金銀交換レートの問題に挑むが激しい抵抗に遭う

 大岡は江戸の経済問題に奮闘する。当時は質素倹約令のために江戸の経済は冷え込んでいた。そこで両国橋のたもとの人通りの多い場所に娯楽施設や飲食店の出店を促し、後に盛り場へと発展する。また大工への仕事の発注も奨励し、旅行を自粛していた者達に家族での外出を促す。このように景気刺激策を取ったものの、米価安の諸色高は解決出来ないでいた。

 そもそも諸色高になるのは大坂から運ばれてくる商品の価格が高いことに理由があった。そしてその背景には金貨と銀貨の交換レートの問題もあった。江戸で大坂の商品を仕入れるためには金貨を銀貨に交換する必要があり、幕府はその交換レートを金1両に対して銀60匁と定めていた。しかし実際には巷では変動相場で交換されており、享保時代にこの相場が崩れて金1両が銀40匁台という強烈な金安銀高が発生、それがさらに江戸の物価を押し上げることとなった。

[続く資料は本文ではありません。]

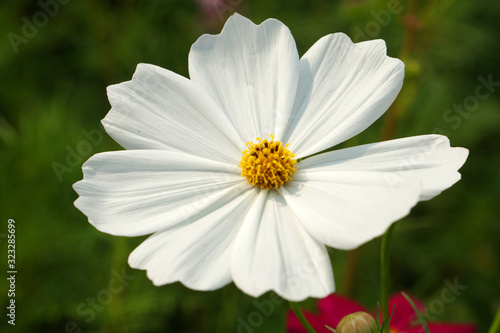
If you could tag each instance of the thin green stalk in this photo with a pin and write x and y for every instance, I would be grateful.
(385, 280)
(495, 326)
(300, 315)
(417, 311)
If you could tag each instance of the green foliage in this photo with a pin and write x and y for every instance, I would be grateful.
(53, 91)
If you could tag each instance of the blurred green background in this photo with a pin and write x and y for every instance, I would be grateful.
(53, 95)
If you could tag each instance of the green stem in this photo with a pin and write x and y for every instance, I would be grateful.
(300, 315)
(385, 280)
(495, 326)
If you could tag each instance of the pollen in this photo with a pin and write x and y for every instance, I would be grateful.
(267, 164)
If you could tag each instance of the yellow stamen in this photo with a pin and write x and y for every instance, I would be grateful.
(267, 164)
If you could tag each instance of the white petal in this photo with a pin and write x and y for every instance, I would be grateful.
(274, 252)
(343, 89)
(345, 209)
(427, 158)
(252, 73)
(159, 109)
(198, 251)
(138, 192)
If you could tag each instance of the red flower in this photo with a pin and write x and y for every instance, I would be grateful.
(334, 307)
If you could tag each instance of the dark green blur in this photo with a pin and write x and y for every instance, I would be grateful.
(53, 93)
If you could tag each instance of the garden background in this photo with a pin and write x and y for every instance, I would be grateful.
(58, 56)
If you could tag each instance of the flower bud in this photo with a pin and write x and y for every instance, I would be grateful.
(358, 322)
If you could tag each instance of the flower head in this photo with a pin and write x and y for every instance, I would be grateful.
(221, 205)
(358, 322)
(334, 308)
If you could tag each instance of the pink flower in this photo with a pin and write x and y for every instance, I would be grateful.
(334, 307)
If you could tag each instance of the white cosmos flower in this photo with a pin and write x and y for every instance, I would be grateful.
(180, 179)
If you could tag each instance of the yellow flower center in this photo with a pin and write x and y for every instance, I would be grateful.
(267, 164)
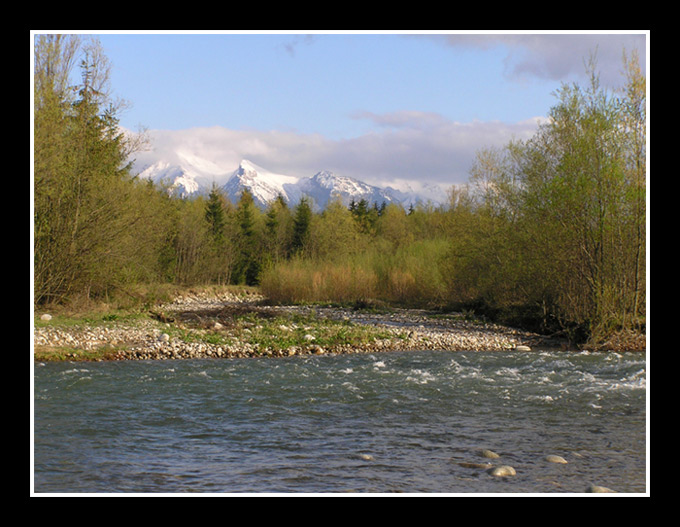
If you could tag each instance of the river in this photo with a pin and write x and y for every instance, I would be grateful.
(363, 423)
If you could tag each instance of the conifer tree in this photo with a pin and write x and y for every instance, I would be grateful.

 そこで大岡は両替店達を呼び集めて幕府の公定レートを守るように言い渡す。しかし両替商達は反抗して江戸の店を一斉に閉めてしまう。金銀の交換が出来なくなって江戸の経済は大混乱に陥る。そこで大岡は金1両を銀54~55匁と妥協案を持ち掛けるが、両替商達はこれを拒絶してストライキは続く。4ヶ月後、ついに大岡が折れて公式レートの強制を断念する。大岡の目論見は頓挫したのである。

 

 

荒療治に出たが、またも抵抗に遭って膠着

 大岡は米価を回復させるための手段として貨幣の改鋳を行うことにする。新貨幣は金銀の含有量を減らすことで通貨の流通量を増やすことを目指した。貨幣の価値が下がることで物価が上昇してインフレになるという狙いである。これによって米価の引き上げを目指した。こうして1736年5月、貨幣改鋳は実施される。さらに新通貨の流通を促すために、大岡は新通貨への交換に増歩というプレミアムを付けた(金貨100両に増歩65両がついて165両と交換、同様に銀10貫目に増歩5貫目で15貫目)。こうして新貨幣が流通することになるが、ここで思わぬ影響として金1両が銀58.5匁だった相場が改鋳直後に49.1匁に大幅な銀高にふれるという事態が発生する。ここで大岡の選択である。両替商達を厳しく統制するか、銀貨の再改鋳などの他の手を打つか。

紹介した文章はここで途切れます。